# Anybody Know the Secret?



## Bubbathegimp (Jul 20, 2008)

Several years ago I was at a lake in ky. NOBODY was catching anything all night/morning, till a kid comes by and starts tearing up the lake with a jar of penrose hot sausages.

I've tried them a couple of times and not gotten so much as a nibble.

Dunno if there was something added to the sausages, If maybe the were "left out" a few days or what....

It was early in the season though........


----------



## fishdealer04 (Aug 27, 2006)

Who knows with that stuff. There are so many different things you can use to catch catfish, and then on top of that its like you said, they might have let them sit in the sun for a few days or buried them for a month...haha who knows.

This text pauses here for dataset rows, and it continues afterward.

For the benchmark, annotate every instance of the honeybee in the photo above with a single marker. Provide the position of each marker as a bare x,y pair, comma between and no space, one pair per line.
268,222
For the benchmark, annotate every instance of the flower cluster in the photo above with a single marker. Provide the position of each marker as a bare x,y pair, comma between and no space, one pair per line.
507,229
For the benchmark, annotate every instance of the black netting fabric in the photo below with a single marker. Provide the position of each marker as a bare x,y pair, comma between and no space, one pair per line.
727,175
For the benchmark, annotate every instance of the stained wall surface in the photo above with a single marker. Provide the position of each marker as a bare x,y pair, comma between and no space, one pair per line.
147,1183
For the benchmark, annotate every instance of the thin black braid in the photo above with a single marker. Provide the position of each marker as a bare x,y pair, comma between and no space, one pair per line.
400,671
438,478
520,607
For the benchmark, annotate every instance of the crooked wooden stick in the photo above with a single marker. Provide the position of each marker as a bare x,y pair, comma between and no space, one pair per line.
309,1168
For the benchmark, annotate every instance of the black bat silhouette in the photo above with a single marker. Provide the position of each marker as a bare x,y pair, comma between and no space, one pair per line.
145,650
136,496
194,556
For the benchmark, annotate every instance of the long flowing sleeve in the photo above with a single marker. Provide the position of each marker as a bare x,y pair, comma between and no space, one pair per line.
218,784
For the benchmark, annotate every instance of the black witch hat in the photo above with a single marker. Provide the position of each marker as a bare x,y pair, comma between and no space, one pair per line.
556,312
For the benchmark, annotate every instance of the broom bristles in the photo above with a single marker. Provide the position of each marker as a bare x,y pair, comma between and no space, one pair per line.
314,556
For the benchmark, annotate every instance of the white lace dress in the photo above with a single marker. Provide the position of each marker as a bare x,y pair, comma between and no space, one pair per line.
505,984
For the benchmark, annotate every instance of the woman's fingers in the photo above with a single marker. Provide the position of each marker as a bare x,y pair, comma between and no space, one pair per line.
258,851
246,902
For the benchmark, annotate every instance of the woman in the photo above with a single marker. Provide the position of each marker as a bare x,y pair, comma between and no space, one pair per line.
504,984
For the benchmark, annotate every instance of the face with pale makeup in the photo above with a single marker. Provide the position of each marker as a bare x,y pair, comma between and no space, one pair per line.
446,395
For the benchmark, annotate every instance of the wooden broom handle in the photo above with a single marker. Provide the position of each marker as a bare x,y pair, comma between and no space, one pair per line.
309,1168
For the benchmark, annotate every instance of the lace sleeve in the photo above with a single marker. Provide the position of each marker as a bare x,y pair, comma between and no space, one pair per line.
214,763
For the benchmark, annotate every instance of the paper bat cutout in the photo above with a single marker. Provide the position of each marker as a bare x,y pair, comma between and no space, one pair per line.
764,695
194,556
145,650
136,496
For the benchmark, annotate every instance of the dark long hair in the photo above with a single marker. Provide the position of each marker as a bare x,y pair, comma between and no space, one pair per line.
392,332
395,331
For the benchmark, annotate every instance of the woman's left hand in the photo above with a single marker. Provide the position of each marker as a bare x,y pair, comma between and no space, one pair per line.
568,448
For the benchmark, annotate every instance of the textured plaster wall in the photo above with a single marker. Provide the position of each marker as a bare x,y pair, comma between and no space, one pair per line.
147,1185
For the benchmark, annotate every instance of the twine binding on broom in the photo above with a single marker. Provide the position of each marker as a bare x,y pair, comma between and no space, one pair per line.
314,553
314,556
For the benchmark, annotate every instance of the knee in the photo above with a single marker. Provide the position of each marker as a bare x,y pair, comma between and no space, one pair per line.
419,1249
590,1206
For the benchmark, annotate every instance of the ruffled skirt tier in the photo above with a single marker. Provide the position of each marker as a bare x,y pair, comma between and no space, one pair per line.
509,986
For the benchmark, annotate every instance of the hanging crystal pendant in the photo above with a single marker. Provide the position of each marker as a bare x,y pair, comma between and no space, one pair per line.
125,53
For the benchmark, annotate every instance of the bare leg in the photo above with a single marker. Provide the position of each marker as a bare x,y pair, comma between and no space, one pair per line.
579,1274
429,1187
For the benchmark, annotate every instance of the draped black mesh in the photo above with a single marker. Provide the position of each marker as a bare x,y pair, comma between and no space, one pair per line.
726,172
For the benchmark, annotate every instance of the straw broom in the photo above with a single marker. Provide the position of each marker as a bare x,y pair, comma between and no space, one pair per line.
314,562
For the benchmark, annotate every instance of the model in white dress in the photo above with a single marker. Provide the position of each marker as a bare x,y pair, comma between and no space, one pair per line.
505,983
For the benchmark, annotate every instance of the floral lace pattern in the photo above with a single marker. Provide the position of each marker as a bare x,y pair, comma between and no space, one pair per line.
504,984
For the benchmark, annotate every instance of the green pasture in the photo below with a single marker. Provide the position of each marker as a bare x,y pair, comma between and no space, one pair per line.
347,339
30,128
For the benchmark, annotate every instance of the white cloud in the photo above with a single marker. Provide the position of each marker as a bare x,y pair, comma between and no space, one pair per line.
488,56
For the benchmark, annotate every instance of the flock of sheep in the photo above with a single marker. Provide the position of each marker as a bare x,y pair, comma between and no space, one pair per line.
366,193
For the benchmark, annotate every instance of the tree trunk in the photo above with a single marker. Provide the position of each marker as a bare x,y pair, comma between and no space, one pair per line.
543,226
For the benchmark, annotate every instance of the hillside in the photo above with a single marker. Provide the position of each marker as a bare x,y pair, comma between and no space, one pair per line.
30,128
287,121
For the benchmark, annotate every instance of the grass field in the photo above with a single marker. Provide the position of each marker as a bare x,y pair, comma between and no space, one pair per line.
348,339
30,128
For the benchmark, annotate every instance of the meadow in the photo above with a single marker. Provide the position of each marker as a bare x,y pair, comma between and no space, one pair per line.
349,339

Catfish are sensory fish they like the "stinky" or oily stuff. Also though maybe it was just something new for the fish and thats what made them bite it. There have been days that I can't catch cats on shad, but strawberry chicken breast would.


----------



## AkronCATS (Nov 5, 2008)

My guess is that the kid with the sausages had a better spot to catch them in that anyone else. Maybe a deep hole or a sunken log etc.


----------



## ChrisB (May 13, 2004)

Yes I have slayed them too with sausage and especialy hot dogs. Take a piece of sausage, put it on your hook. Then heat it up with a lighter. I ran out of warmouths one night and we brought some italian sausage to eat. I figured what they heck and threw it out there. Suprisingly I caught a 17 pound shovelhead. I always have luck with kahns hot dogs as do a lot fo people who fish smaller lakes and ponds. Thats the trick. They dont work in rivers and large lakes. Its all of that grease and guts they put in those things. Ever wonder what a hot dog is made of? I'm sure most of you have heared back in the the early 1900's commercial catmen used chunks of ivory soap. Now this soap is different than what is made now. It contained a lot of animal fat. Grease=fish. Heck, Ive caught channel cats off of corn, trout powerbait, lures, you name it. Then again theres bbeen nights when Ive had live shad, fresh skipjack, live chubs, wormouths, largemouth bass and mullets and haven gotten a bite. Catfishing is a world of patience. Also trial and error.


----------



## striperswiper (Oct 14, 2008)

I Have Caught Plenty Of Catfish on PowerBait In The Winter Fishing For Trout Ive Caught thm on Roast Beef,Ham,DoughBalls,ChickenSkin, You name It You Can Probly Catch Cats On Anything you throw in they will eat just about anything they can get in their mouth the Key Is attracting them ive found fishing small rivers(Hocking,Shade)And Small lakes 500acers-ive found that bacon,mushrooms,chunks of raw hamburger,and of course shrimp work the best That Is My Oppinion


----------



## yonderfishin (Apr 9, 2006)

They will eat just about anything, Ive even heard of using marshmallows on catfish......go figure. Still nothing I have seen will catch as many as a 2-3 inch sunfish ( live and wigglin ) on the bottom with a slip sinker. Ive always used chicken livers if no sunfish are available. These days though I dont like to fish for cats but always catch them by accident while trying for perch or crappie.


----------



## Catman63 (Aug 25, 2008)

They'll bite on almost anything for sure. Many years ago some friends and i were catching channel cats left and right out of Darby Creek on Chicken Liver. We ran out of liver and had to improvise...and continued catching them on pieces of paper towels dipped in the liver juice and rolled into small spitwad sized balls. Ya never know.


----------



## Scum_Frog (Apr 3, 2009)

I was in NC a while back and talked to a wildlife officer.....said he watches the same guy year in and year out sllaaayyyyyy monster cats.....finally asked the guy what he was using and he would take boneless skinless chicken.....either buy new or ask the meat dept. at your local store and they sometimes will save chunked up pieces they would throw out.....cut them up into nuggets.....put them in a plastic bowl and spray em down with WD-40. Put it out in the sun for 12 hours and put it too use....obviously you need to check the regulations on where you fish because of techincally putting chemicals into the water....obviously in a ridiculously small amount but just to be sure. Im yet to try the method but might do so this summer....
also another thing people do wrong...is use too large of a hook....smaller the better....plus less likely to cast out and lose your bait!!! goodluck!


----------



## CloudyWater (Oct 11, 2008)

We've used about everything out there while Cat hunting my personal favorites are:

cooked hotdogs soaked in red koolaid mix

salad shrimp

hickory smoked bacon (raw)

nightcrawler soaked in scotch (my personal fav, but i have never caught a fish with it) I just like drinking the scotch.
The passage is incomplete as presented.